Thursday, January 14, 2010


This is not my memory actually, because I can't fly kites at all. Even though I have gamely tried to, on several occasions, kites simply refuse to obey my cajolings to string them along, and they stubbornly nosedive to the ground with a thud.

It's about my Baba (father). He was a kite-enthusiast, having grown-up in the unimpeded spaces of his village Balubhara ('Sand-full') in innocent pre-partition Bangladesh, where the green of the open fields met the blue of the wide sky without too much of human interference in-between.

So, when he came over to Barrackpore in India, he carried in his heart that love for wide emptinesses that kite-flying symbolises and that expertise with strings and winds that kite-flying demands.

Yesterday was Makar-Sankranti, and the sky above Mumbai's million chawls (shanties) were potholed with quarelling and soaring kites. But in Bengal, kite-flying is a ritual associated with autumn and September's Vishwakarma Puja. So, around that time, Baba would eagerly go to the market and bring along a number of cheap and colourful thin paper kites. They had interesting names like petkatti (stomach-cut, which meant a half-and-half design in two colours). We (Bhai and I) would tag along, like two-tails twirling behind the kite.

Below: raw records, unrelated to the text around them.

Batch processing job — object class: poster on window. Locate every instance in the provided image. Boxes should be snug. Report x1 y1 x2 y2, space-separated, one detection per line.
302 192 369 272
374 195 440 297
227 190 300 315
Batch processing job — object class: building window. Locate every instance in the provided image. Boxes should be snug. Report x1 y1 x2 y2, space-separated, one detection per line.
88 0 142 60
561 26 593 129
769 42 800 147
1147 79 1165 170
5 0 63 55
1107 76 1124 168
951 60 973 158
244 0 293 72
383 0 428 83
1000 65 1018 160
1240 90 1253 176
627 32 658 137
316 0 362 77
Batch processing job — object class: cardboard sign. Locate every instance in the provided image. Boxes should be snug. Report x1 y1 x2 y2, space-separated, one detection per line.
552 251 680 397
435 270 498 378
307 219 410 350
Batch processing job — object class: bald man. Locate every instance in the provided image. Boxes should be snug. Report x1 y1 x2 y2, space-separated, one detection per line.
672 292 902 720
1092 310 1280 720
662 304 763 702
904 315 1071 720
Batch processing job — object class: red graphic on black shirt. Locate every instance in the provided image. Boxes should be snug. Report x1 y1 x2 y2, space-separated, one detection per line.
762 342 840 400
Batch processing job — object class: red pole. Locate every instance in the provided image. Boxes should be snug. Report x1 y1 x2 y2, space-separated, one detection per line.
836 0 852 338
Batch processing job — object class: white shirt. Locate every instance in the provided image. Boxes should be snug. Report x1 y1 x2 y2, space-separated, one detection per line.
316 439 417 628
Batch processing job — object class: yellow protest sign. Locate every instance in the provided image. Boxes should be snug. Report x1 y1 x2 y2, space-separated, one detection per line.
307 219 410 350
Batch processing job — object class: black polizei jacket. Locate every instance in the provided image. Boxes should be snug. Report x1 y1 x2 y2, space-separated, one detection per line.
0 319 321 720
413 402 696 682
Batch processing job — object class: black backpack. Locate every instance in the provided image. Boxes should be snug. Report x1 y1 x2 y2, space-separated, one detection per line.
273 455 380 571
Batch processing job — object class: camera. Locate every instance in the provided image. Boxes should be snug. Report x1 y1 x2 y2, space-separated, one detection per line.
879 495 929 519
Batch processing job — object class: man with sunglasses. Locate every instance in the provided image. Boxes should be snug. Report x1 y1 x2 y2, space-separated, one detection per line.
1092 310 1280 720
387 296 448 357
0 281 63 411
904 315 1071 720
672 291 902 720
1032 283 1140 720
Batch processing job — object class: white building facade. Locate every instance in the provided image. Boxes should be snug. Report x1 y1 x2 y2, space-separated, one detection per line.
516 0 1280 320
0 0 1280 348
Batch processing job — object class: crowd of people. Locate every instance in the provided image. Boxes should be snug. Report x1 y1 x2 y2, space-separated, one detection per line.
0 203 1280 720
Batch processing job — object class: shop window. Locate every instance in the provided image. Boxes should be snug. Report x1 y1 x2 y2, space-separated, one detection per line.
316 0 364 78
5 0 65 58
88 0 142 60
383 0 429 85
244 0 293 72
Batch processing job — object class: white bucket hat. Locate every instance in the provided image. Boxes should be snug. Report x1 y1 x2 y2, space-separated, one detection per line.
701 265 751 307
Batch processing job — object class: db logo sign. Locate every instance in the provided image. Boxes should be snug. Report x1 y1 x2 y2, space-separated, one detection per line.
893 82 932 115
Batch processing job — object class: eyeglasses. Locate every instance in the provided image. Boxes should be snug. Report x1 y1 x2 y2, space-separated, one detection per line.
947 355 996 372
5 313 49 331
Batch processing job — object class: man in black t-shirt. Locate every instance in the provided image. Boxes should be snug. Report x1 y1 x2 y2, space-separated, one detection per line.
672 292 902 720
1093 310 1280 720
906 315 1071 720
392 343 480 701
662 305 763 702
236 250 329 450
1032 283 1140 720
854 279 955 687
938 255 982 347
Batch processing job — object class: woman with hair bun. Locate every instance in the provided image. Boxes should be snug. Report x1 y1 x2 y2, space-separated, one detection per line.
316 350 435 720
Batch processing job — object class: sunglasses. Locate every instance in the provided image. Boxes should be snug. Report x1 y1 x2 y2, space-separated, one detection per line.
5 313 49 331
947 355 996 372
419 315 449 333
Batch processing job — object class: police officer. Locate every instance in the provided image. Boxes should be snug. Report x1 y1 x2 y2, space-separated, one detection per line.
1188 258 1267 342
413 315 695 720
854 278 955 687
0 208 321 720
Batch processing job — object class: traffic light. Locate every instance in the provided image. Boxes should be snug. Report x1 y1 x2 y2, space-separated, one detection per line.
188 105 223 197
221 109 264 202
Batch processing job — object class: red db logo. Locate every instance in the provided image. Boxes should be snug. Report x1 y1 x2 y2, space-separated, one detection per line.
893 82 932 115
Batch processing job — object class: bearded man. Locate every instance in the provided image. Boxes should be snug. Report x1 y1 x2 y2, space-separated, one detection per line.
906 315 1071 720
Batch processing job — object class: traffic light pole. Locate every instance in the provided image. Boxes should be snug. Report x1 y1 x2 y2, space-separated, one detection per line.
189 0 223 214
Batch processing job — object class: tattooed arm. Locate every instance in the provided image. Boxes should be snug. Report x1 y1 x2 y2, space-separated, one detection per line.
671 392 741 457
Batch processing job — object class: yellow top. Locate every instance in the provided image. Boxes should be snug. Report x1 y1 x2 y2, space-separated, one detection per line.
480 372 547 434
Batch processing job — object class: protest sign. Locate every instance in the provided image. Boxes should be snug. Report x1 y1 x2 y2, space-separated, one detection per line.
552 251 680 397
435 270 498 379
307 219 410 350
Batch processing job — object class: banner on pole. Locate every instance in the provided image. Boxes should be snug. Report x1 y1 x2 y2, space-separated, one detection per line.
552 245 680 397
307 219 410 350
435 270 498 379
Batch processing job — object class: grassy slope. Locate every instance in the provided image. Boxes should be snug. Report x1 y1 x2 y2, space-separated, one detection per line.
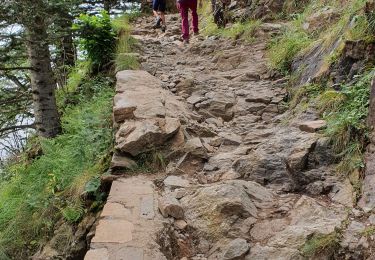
0 13 138 259
268 0 375 175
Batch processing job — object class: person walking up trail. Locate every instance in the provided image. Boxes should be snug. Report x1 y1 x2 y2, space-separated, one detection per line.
152 0 167 32
177 0 199 43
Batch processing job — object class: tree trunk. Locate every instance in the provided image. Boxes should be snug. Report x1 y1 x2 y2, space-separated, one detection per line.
55 14 76 87
25 14 61 138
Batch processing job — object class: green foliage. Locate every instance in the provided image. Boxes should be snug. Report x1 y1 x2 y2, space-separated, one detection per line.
268 29 312 74
319 71 374 175
346 15 375 41
0 81 113 259
74 11 116 72
61 202 85 223
56 72 113 111
301 231 340 257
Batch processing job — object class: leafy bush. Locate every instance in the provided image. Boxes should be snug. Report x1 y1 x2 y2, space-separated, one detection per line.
301 231 340 259
320 71 374 174
74 11 116 72
268 29 312 74
0 82 113 259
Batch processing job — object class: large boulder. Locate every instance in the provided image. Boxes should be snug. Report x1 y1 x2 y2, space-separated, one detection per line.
181 180 274 240
116 118 181 156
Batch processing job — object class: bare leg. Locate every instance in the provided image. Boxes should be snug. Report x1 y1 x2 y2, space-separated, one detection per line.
160 12 166 26
152 10 159 18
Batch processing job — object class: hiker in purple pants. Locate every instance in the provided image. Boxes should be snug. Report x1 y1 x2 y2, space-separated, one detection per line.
177 0 199 43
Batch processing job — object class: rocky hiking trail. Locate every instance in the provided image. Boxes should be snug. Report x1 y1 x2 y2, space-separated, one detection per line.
85 15 368 260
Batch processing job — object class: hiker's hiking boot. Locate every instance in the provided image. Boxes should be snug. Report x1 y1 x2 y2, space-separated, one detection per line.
152 16 161 29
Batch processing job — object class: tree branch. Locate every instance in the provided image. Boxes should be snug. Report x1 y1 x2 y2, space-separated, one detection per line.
0 124 35 133
0 67 35 71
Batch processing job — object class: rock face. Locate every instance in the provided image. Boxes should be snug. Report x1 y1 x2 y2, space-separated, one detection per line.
359 78 375 211
223 238 250 260
181 180 273 239
116 118 181 156
83 13 362 260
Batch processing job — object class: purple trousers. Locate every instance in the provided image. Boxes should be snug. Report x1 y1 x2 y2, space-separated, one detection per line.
178 0 199 40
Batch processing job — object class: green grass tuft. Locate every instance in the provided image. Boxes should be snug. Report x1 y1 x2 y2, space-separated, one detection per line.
268 29 313 74
301 231 340 258
0 80 114 259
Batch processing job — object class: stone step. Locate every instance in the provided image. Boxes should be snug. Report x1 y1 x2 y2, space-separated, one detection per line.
85 176 165 260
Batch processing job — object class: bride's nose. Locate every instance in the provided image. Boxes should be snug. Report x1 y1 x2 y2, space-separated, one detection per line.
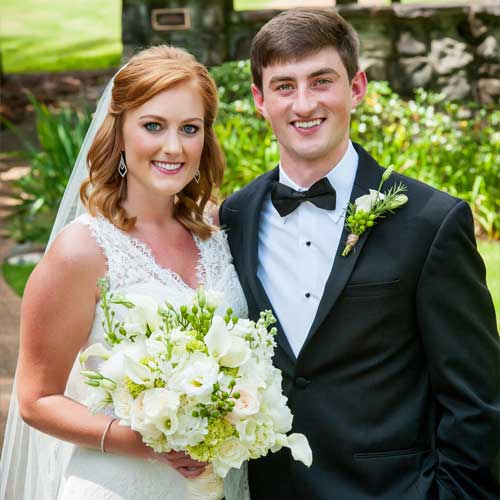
162 129 182 156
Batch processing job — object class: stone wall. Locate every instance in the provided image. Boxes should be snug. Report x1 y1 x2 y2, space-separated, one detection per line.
123 0 500 103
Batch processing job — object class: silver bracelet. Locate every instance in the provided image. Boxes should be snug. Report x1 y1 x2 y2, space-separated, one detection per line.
101 417 116 453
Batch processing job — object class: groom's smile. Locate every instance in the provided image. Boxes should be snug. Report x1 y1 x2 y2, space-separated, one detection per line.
252 47 366 184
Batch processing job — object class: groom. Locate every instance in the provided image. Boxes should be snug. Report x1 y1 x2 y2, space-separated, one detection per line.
220 9 500 500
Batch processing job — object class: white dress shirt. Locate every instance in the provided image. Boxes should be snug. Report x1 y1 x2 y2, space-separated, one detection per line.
257 141 358 356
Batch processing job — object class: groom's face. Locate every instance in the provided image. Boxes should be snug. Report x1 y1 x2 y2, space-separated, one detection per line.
252 47 366 168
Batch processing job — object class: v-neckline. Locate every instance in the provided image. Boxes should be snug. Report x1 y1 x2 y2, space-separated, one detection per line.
101 216 207 292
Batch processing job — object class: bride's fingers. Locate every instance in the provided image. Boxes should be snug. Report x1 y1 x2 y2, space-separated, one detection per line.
176 467 205 478
167 457 206 469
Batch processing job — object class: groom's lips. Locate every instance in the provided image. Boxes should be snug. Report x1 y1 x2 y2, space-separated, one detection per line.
290 118 326 136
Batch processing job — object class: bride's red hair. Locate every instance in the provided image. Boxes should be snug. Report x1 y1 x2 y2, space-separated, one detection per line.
80 45 225 239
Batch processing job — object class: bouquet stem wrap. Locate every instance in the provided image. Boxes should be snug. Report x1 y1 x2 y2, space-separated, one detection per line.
185 464 224 500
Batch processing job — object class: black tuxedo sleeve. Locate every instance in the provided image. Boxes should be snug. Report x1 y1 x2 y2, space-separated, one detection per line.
416 202 500 500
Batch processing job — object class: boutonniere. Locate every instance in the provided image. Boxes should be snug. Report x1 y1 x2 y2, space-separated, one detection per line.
342 167 408 257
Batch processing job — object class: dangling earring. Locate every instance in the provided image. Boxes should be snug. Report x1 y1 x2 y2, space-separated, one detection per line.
118 151 128 178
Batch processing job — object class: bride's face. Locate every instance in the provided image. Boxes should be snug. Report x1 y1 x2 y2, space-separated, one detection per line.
122 81 205 197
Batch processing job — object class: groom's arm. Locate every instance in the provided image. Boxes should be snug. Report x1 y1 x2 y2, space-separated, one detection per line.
416 202 500 500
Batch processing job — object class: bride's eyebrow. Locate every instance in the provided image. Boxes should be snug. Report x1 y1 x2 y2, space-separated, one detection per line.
139 115 203 123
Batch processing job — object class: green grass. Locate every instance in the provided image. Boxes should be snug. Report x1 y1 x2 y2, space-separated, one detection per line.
2 261 35 297
234 0 458 10
0 0 122 73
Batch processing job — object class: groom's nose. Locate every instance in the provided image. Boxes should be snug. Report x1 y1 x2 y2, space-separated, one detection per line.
292 87 316 116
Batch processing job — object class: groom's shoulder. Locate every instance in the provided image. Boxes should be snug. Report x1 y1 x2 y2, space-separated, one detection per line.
357 145 463 219
223 170 274 209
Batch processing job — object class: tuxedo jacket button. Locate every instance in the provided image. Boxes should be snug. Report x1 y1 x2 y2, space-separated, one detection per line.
295 377 311 389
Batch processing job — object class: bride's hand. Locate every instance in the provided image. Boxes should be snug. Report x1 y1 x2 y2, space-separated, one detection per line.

Baba would tie the unravelled spool of un-treated, toothless string all around two supuri (betelnut) trees in our garden. Then he would make an edgy, dangerous manja (paste) which included powdered glass and apply this to the thread to give it the desired bite.

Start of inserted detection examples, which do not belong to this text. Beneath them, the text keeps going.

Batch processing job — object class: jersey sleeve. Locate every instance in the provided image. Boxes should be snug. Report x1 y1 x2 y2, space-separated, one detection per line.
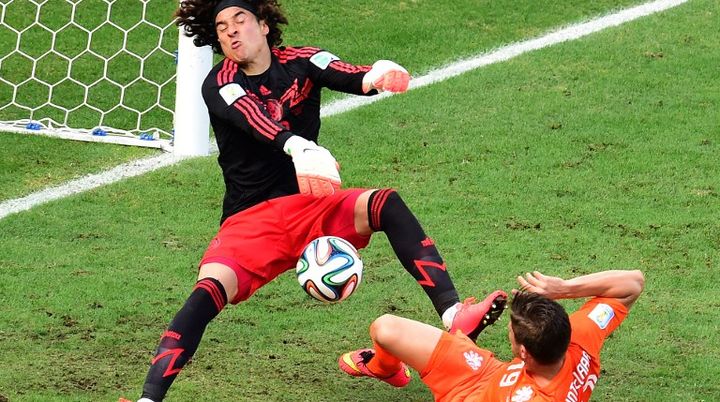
570 297 628 358
202 74 293 149
308 49 377 95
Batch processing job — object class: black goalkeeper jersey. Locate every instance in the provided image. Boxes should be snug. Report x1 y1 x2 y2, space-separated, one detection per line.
202 47 376 222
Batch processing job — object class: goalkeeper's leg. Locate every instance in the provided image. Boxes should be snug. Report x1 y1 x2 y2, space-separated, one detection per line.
359 189 459 316
355 189 500 340
135 263 237 402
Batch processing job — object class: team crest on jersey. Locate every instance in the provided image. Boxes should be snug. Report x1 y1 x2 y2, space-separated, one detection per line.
263 99 283 121
463 350 483 371
310 51 340 70
220 82 246 105
510 385 533 402
588 303 615 329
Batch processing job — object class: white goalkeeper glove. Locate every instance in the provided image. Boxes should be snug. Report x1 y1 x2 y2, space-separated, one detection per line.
363 60 410 93
283 135 341 197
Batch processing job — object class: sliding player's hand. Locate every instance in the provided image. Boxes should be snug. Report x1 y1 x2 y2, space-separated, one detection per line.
363 60 410 93
517 271 566 299
284 135 341 197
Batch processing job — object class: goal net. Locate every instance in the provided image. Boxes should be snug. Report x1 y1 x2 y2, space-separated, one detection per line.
0 0 212 155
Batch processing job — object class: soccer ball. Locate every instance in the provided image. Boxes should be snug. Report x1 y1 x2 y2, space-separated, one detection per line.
295 236 363 303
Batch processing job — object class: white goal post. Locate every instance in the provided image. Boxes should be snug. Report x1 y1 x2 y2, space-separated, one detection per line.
0 0 213 156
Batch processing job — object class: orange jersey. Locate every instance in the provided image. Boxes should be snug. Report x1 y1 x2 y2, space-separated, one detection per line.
476 298 627 402
421 298 627 402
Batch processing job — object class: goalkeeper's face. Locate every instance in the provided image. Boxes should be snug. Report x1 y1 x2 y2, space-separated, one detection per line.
215 7 270 67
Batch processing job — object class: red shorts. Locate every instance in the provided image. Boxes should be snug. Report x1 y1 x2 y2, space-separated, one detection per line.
200 189 370 304
420 332 504 402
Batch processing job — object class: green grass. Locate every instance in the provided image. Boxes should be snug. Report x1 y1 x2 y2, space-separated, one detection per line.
0 0 639 199
0 133 158 199
0 0 720 402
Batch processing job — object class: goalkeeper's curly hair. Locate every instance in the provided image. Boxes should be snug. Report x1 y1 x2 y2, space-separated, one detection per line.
175 0 288 54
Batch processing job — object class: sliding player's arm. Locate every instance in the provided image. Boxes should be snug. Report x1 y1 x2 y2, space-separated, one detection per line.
517 270 645 308
517 270 645 358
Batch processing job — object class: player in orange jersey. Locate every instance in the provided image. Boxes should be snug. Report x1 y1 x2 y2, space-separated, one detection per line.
339 271 645 402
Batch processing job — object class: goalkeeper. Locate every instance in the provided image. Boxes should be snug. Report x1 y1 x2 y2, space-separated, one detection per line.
121 0 498 402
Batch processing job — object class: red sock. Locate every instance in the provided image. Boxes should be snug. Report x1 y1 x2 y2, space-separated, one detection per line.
367 342 402 378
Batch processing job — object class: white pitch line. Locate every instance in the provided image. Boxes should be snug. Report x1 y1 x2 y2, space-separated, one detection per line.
0 0 689 219
320 0 689 117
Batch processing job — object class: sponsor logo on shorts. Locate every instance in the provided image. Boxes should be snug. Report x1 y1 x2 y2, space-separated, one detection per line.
310 51 340 70
588 303 615 329
463 350 483 371
220 82 246 105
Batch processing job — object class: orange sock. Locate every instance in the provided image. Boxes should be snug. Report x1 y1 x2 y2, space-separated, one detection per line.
367 342 402 378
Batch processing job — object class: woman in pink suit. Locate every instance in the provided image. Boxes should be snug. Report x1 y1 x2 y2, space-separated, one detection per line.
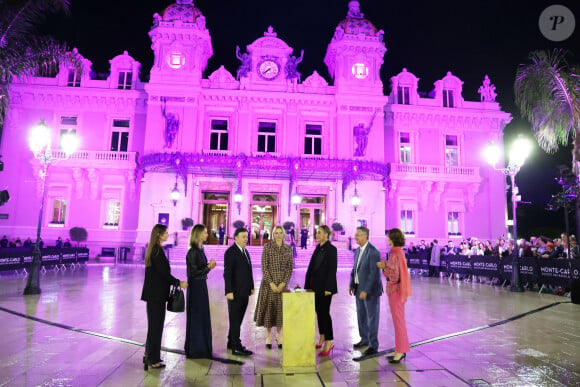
377 228 411 364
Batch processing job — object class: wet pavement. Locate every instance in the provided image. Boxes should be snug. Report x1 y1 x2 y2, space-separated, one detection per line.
0 263 580 387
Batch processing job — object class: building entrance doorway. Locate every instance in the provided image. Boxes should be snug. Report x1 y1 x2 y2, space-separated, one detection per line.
250 194 278 246
298 196 326 246
203 192 230 245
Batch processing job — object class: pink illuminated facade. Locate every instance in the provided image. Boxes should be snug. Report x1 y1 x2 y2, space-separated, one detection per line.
0 0 511 254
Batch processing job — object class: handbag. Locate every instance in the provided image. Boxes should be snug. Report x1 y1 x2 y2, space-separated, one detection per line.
167 285 185 313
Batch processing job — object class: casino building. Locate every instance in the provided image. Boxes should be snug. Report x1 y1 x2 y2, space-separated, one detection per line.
0 0 511 256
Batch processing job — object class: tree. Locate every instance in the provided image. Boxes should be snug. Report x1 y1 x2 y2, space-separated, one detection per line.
0 0 82 141
514 49 580 235
514 49 580 168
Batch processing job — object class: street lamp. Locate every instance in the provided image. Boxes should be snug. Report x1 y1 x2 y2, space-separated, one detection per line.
24 120 78 295
292 192 302 209
350 182 360 211
234 190 244 215
484 134 531 292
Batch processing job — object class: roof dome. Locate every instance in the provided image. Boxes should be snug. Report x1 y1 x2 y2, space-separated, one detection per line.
162 0 203 23
338 0 377 36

Because kite-flying on Vishwakarma puja was not just about feeling the wind in your upturned face and the pull of the string in your hands. It is a cut-throat competition where warring kites cross glass-sharp strings and the sharpest string wins. As the winning kite soars higher in ebullient victory, the defeated kite falls ignominously to earth. All the watchers of this sky-cast reality show cry 'Bhokkata' (It's cut) and rush out to catch the fallen kite as a prize, often climbing trees and bulidings when the kite gets stuck in branches or rooftop-antennas.

We would accompany Baba to our chhad (rooftop), or to the higher roof of our neighbour's house, along with a cheering group of friends. Baba, egged on by our admiring gang, would ask one of us to hold the
kite a little distance away and throw it up into the air (a job we would perform with wide-eyed reverence), while he expertly pulled the strings in the latai (string-holder). As Baba and the wind teamed up to raise the kite higher and higher, we would crane our necks to watch, squinting in the sunlight. At a sufficiently safe height, he would hand over the latai to us to hold. It was absolutely thrilling to feel the kite pulling away at the string as if it had a fierce life of its own, unchallenged master of the blue.

But when another kite came into our line of vision, we would hurriedly hand over the charge to Baba and go back to our cheer-leading roles.And the big fight for the sky would begin.